Robert Gates’ tenure as Secretary of Defense looked something like a scene from Groundhog Day, the movie in which Bill Murray is condemned to live the same day over and over.
But instead of living the same day over again, Gates just told the same repetitive lies.
Yet now that he’s left D.C., he’s finally telling the truth; and it’s left Capitol Hill with mixed emotions.
Some are giggling, others are smirking, and many are distraught over the latest must-own book, Duty: Memoirs of a Secretary at War.
You see, Robert Gates was the consummate political insider. He could play both sides of the political street.
He also epitomized the typical inveterate liar who now populates Capitol Hill, even as Americans yearn for leaders who will actually stand up and say what they think.
Gates held many of the most important jobs in government over the course of his career.
He worked for six presidents, including both Republicans and Democrats. He worked in top jobs at the CIA and the National Security Council. And by many accounts, he was one of the most competent war-time leaders in the Pentagon.

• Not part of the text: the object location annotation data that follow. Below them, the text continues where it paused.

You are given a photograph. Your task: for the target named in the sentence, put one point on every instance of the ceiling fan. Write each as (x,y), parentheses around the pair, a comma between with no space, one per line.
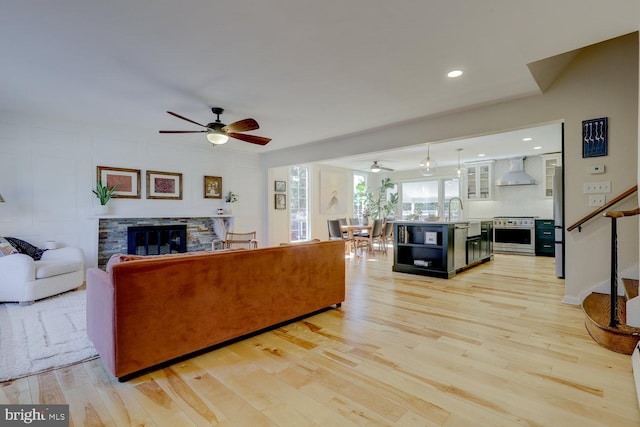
(375,167)
(219,133)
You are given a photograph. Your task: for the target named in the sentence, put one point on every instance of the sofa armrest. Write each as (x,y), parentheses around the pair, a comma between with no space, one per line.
(100,315)
(16,269)
(67,254)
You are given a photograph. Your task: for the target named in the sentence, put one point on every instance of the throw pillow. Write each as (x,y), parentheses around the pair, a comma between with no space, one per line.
(26,248)
(6,248)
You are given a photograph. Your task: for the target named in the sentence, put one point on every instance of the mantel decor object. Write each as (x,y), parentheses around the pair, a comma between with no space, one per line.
(594,137)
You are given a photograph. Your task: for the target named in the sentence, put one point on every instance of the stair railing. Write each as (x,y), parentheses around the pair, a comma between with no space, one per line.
(602,208)
(613,319)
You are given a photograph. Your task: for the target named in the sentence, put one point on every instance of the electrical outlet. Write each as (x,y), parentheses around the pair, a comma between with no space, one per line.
(597,187)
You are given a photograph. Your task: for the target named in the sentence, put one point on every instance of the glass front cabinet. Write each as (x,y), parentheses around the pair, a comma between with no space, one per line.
(480,181)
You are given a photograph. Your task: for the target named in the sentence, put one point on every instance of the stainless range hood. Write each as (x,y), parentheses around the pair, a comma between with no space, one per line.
(516,174)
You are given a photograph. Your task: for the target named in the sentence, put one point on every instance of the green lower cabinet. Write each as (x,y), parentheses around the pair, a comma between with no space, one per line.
(545,237)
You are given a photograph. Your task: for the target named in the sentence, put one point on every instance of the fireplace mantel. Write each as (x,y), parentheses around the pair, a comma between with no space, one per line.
(201,231)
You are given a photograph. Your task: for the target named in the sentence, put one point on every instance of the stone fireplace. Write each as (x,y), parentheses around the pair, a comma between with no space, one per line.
(199,233)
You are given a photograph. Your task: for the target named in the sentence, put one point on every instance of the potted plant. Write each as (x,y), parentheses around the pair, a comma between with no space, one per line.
(104,193)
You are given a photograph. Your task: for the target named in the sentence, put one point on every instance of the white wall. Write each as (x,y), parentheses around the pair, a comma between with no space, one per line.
(49,169)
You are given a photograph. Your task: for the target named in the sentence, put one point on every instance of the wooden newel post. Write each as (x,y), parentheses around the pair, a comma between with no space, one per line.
(613,322)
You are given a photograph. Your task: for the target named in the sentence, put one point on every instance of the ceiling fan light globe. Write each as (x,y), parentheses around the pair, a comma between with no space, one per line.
(217,138)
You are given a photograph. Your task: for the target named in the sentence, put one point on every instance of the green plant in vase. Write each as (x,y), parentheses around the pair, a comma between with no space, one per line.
(104,193)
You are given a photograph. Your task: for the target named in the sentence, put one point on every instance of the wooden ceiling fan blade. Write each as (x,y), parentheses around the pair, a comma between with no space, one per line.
(241,126)
(184,118)
(183,131)
(253,139)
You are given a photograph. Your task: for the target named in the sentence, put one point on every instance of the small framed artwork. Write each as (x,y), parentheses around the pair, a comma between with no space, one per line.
(594,137)
(281,201)
(164,185)
(127,180)
(213,187)
(430,237)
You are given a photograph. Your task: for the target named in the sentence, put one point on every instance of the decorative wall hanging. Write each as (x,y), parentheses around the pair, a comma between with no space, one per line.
(164,185)
(594,137)
(281,201)
(334,192)
(128,181)
(212,187)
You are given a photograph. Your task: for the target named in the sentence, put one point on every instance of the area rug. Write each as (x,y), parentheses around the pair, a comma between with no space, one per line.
(49,334)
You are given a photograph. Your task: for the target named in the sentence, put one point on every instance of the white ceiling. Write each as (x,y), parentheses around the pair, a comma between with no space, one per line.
(305,70)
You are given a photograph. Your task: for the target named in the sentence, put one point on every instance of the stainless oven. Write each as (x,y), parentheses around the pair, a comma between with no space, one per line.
(514,235)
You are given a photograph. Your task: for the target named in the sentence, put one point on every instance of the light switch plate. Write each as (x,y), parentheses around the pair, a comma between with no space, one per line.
(597,187)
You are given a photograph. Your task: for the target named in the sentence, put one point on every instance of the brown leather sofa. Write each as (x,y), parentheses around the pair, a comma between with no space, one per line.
(145,311)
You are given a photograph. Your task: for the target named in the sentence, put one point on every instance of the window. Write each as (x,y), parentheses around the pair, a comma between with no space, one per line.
(426,199)
(359,190)
(298,203)
(420,199)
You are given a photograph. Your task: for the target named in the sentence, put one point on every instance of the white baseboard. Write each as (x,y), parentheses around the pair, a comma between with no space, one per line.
(635,365)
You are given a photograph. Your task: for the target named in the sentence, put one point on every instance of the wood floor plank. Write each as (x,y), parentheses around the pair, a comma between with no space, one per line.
(492,346)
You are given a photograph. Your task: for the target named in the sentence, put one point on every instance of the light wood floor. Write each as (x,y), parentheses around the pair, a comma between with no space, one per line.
(492,347)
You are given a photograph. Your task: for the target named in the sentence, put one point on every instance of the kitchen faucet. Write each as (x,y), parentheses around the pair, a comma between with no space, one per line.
(449,207)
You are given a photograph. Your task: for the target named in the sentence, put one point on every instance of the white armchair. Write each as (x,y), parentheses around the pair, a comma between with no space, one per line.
(24,280)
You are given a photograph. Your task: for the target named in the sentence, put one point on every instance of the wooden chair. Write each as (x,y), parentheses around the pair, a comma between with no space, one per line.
(246,240)
(365,240)
(387,236)
(335,233)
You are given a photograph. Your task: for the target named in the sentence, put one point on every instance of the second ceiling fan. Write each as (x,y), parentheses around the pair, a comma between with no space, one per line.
(219,133)
(375,167)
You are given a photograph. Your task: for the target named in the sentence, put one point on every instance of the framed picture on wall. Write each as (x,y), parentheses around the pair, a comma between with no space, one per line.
(594,137)
(281,201)
(213,187)
(128,181)
(164,185)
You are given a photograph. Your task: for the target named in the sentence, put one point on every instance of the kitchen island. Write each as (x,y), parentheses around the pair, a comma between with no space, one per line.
(441,248)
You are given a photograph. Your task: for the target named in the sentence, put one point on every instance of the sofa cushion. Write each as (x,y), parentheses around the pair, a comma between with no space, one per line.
(54,268)
(6,248)
(26,248)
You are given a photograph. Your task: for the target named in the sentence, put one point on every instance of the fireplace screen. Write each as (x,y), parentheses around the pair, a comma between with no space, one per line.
(157,239)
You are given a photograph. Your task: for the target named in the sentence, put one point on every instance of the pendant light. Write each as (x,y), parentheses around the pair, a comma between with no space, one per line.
(427,166)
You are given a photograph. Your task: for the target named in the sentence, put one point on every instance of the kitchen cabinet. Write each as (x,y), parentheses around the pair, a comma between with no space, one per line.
(424,248)
(486,239)
(480,248)
(431,248)
(480,181)
(545,237)
(550,161)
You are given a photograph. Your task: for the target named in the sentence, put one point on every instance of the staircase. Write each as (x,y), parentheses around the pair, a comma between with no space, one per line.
(620,338)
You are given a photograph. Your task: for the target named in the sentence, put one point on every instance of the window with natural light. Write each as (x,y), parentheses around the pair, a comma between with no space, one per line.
(426,199)
(298,203)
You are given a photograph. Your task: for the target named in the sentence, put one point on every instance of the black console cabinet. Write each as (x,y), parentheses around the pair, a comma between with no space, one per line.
(545,237)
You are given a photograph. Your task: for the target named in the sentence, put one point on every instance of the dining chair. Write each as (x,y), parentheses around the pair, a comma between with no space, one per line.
(335,233)
(365,240)
(246,240)
(387,235)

And, of course, he became one of the preeminent D.C. insiders along the way.
Now, the unwritten rule of the insiders club is that you don’t share your feelings honestly.
As a member of the club, you’re given daily talking points – some call it the spin sheet. If you want to get ahead in D.C., you repeat these talking points (often lies) to any camera, journalist, or pundit who will listen.

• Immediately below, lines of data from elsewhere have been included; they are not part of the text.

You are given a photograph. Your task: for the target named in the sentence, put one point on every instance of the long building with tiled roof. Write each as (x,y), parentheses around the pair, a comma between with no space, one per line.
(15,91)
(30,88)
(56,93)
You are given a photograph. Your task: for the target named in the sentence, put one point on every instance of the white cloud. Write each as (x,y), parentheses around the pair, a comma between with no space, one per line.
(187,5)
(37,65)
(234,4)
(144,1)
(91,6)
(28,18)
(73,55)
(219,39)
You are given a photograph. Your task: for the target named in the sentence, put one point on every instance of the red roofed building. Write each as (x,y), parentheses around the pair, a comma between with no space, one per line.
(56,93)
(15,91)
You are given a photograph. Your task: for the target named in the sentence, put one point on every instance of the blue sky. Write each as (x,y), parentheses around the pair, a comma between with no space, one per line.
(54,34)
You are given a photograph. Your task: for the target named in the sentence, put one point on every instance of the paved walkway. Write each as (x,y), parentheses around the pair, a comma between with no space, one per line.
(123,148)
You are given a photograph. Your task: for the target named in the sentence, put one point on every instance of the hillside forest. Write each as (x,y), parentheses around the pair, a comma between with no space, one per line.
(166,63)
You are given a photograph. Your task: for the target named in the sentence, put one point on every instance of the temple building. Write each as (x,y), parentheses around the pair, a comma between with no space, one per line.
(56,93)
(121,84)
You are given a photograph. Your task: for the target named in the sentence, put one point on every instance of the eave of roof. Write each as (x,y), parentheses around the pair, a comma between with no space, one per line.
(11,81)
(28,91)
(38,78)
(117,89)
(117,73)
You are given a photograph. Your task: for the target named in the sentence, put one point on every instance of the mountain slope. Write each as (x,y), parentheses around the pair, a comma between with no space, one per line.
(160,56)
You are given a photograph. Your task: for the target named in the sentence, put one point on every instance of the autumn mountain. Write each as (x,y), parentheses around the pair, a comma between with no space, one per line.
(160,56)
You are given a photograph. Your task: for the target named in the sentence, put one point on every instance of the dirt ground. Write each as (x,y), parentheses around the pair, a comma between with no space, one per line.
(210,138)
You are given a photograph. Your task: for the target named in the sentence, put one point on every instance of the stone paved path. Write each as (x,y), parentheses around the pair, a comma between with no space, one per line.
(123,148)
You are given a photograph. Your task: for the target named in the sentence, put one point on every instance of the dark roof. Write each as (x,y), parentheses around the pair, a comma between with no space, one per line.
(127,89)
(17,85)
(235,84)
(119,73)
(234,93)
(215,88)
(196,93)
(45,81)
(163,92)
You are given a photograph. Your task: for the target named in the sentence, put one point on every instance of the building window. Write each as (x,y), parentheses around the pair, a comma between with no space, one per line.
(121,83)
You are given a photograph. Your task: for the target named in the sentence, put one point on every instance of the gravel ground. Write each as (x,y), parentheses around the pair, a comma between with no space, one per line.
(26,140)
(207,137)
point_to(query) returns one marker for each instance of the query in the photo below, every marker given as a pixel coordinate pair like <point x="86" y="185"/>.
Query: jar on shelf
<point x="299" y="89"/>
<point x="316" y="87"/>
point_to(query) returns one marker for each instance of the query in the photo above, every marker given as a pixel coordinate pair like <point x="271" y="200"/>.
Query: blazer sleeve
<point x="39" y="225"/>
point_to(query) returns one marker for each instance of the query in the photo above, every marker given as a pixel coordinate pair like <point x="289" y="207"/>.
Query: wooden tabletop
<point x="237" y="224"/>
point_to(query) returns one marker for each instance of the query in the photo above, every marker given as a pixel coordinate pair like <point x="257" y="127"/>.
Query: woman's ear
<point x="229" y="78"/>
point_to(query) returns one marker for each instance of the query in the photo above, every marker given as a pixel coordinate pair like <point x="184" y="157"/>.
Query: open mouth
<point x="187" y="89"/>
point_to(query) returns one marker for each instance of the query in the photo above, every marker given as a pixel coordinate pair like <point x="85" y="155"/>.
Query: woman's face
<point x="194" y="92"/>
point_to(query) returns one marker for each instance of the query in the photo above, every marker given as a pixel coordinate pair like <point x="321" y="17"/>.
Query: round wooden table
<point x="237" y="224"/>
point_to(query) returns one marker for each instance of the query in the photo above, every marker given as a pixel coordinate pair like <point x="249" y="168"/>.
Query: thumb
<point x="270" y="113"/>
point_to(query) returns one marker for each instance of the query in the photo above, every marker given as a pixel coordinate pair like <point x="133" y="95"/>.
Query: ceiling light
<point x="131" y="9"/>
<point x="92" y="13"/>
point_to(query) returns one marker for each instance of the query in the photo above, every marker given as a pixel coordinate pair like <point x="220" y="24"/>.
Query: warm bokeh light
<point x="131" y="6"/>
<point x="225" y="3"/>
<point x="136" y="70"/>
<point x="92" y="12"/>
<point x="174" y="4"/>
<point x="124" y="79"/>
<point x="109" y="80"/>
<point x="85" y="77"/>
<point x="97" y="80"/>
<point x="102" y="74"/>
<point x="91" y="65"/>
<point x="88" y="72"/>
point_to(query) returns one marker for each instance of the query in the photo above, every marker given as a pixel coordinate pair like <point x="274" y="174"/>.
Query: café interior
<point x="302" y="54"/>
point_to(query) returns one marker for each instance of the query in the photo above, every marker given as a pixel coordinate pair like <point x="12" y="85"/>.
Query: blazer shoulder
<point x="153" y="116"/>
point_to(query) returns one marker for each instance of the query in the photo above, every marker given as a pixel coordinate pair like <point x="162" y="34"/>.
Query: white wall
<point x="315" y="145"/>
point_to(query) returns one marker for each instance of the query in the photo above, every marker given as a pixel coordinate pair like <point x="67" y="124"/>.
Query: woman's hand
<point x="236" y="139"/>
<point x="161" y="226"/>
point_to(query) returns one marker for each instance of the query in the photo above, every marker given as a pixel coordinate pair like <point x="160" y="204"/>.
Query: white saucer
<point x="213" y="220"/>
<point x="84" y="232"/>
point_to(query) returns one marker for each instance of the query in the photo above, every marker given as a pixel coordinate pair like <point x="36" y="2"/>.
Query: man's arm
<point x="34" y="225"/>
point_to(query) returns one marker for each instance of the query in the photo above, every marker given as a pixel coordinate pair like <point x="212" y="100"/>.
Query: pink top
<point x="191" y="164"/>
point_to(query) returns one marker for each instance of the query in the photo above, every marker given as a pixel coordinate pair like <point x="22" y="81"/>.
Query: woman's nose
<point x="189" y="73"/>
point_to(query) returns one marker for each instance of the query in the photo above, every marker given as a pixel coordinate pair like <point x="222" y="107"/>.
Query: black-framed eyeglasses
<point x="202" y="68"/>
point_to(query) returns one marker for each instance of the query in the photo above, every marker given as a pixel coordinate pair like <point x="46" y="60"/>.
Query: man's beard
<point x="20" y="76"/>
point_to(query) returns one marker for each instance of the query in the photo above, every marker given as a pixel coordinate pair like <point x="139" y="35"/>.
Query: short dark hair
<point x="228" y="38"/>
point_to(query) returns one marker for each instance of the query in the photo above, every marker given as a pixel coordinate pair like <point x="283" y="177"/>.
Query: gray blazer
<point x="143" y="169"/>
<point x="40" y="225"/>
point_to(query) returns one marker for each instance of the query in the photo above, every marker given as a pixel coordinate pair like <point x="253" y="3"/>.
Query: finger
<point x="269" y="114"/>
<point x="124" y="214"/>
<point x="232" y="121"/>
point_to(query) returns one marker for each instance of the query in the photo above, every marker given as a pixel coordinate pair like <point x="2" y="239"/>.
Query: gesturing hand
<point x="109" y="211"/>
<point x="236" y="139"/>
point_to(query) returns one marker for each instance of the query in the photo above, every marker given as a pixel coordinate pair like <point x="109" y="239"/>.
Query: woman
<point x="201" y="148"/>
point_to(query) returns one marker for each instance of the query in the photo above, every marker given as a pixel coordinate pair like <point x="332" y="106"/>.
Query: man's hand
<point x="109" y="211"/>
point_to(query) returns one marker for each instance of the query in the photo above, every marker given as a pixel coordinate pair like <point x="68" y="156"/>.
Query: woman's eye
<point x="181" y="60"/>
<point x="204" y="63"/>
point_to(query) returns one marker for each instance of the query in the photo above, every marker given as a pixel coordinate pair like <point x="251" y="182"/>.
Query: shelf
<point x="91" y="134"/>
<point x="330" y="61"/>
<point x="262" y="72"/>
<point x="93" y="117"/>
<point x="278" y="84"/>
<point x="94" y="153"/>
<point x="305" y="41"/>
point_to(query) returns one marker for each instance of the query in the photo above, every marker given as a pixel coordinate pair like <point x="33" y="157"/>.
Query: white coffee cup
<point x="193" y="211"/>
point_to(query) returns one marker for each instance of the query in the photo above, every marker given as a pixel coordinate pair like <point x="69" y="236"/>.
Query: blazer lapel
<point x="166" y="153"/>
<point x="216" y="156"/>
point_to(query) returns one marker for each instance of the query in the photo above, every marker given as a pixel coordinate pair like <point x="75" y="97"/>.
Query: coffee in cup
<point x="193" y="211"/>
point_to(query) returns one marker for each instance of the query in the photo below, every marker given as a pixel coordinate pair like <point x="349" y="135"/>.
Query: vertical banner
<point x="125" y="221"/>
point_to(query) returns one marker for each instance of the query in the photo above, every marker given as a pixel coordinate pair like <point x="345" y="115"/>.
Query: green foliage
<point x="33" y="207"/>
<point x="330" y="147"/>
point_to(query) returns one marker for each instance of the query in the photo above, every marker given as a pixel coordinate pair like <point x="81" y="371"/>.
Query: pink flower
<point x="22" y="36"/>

So for years, Gates followed his team’s instructions… until now, that is. With the publication of his book, Gates has unleashed a torrent of truth, something rarely seen in the Capital City. Here are some of his juicier talking points:
On Obama: Gates concludes that Obama is a terrible leader. Writing about the president’s Afghanistan War strategy, Gates says he “doesn’t believe in his own strategy, and doesn’t consider the war to be his. For him, it’s all about getting out.”
On Vice President Joe Biden: Gates writes, “I think he has been wrong on nearly every major foreign policy and national security issue over the past four decades.”

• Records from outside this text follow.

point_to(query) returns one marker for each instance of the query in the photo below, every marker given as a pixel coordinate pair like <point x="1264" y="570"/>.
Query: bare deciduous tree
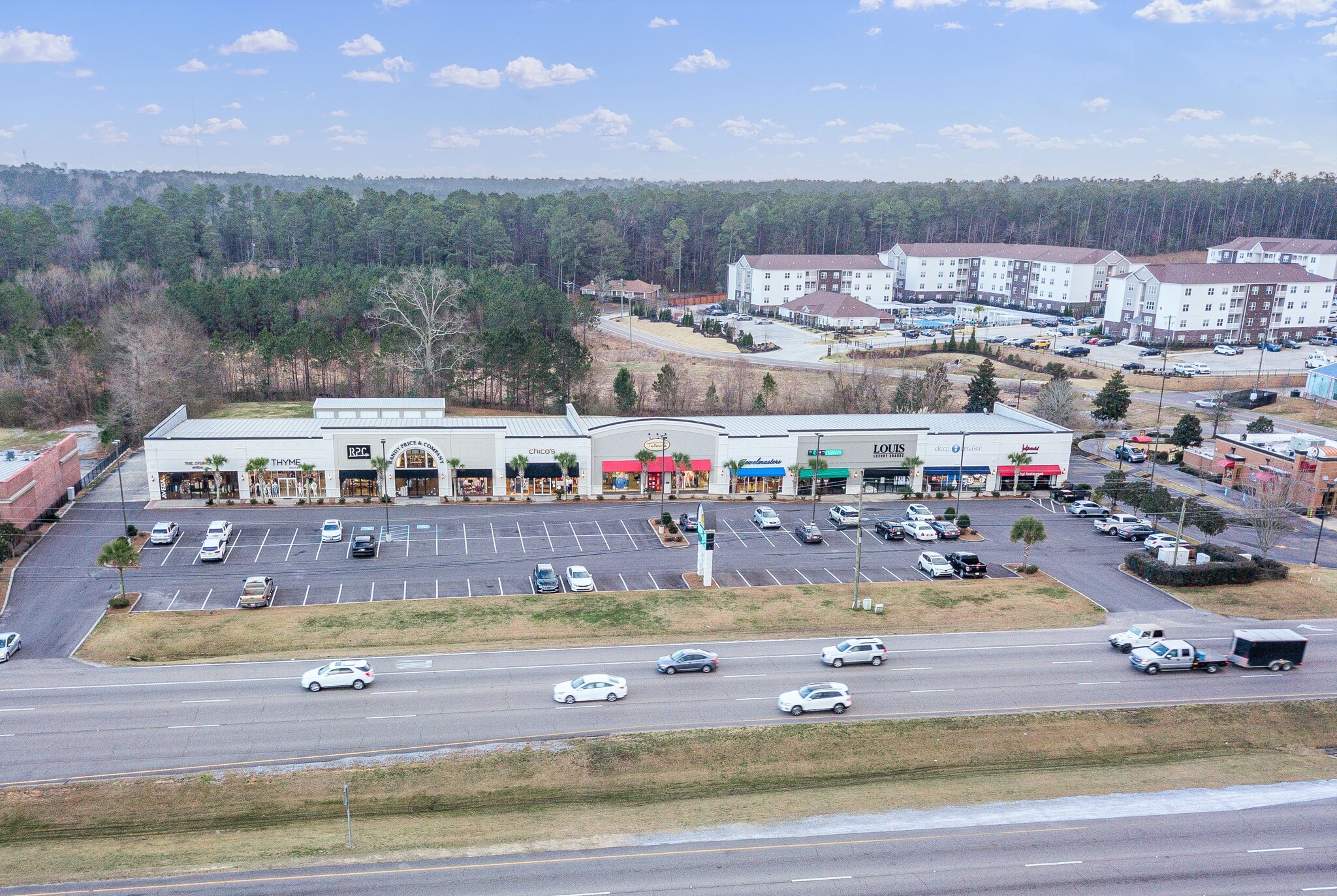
<point x="423" y="307"/>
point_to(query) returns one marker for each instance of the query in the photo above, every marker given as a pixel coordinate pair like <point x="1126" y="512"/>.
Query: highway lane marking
<point x="547" y="860"/>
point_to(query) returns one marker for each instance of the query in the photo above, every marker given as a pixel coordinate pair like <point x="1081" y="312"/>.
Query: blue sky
<point x="890" y="90"/>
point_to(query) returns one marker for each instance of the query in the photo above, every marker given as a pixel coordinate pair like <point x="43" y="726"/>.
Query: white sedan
<point x="934" y="564"/>
<point x="341" y="673"/>
<point x="579" y="578"/>
<point x="576" y="690"/>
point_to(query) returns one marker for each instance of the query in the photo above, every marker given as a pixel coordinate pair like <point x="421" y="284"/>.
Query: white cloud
<point x="1182" y="12"/>
<point x="1189" y="114"/>
<point x="700" y="62"/>
<point x="451" y="141"/>
<point x="464" y="76"/>
<point x="261" y="42"/>
<point x="527" y="72"/>
<point x="104" y="132"/>
<point x="1073" y="6"/>
<point x="20" y="47"/>
<point x="364" y="46"/>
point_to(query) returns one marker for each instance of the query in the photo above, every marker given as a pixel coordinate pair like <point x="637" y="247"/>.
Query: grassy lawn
<point x="538" y="621"/>
<point x="1305" y="594"/>
<point x="563" y="795"/>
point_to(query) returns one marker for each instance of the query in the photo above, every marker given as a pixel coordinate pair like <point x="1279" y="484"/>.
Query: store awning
<point x="1038" y="470"/>
<point x="830" y="472"/>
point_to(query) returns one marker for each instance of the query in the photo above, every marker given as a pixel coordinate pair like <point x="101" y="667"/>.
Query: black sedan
<point x="689" y="660"/>
<point x="808" y="534"/>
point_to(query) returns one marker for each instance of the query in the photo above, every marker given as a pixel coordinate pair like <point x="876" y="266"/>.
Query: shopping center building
<point x="336" y="452"/>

On Hillary Clinton: According to Gates, “Hillary told the president that her opposition to the  surge in Iraq had been political because she was facing him in the Iowa primary. . . The president conceded vaguely that opposition to the Iraq surge had been political. To hear the two of them making these admissions, and in front of me, was as surprising as it was dismaying.”
On Congress: Gates unleashes some of his best invective when speaking about Congress. “I saw most of Congress as uncivil, incompetent at fulfilling their basic constitutional responsibilities (such as timely appropriations), micromanagerial, parochial, hypocritical, egotistical, thin-skinned and prone to put self (and re-election) before country.”
So what does all of this mean?
Well, I think that most Americans already think Obama is a terrible leader, especially since the launch of Obamacare. So Gates’ comments about Obama won’t amount to a hill of beans.
The comments that could have real impact are from Hillary Clinton, whose fundamental dishonesty about a policy as important as the Iraq surge in 2007 is disturbing to say the least.
Clinton opposed the surge just to gain political points, meaning she was okay with sacrificing America’s success and soldiers’ lives to enhance her political position during an election.
For a leader on the verge of a Presidential run, this is a ruinous accusation.
Meanwhile, for the rest of us, we’ve been given a momentary glimpse beyond the daily talking points and the tired rhetoric. Robert Gates has given us a view of the real Washington, D.C., and it reaffirms just how sick and self-centered the governing elite of both parties has become.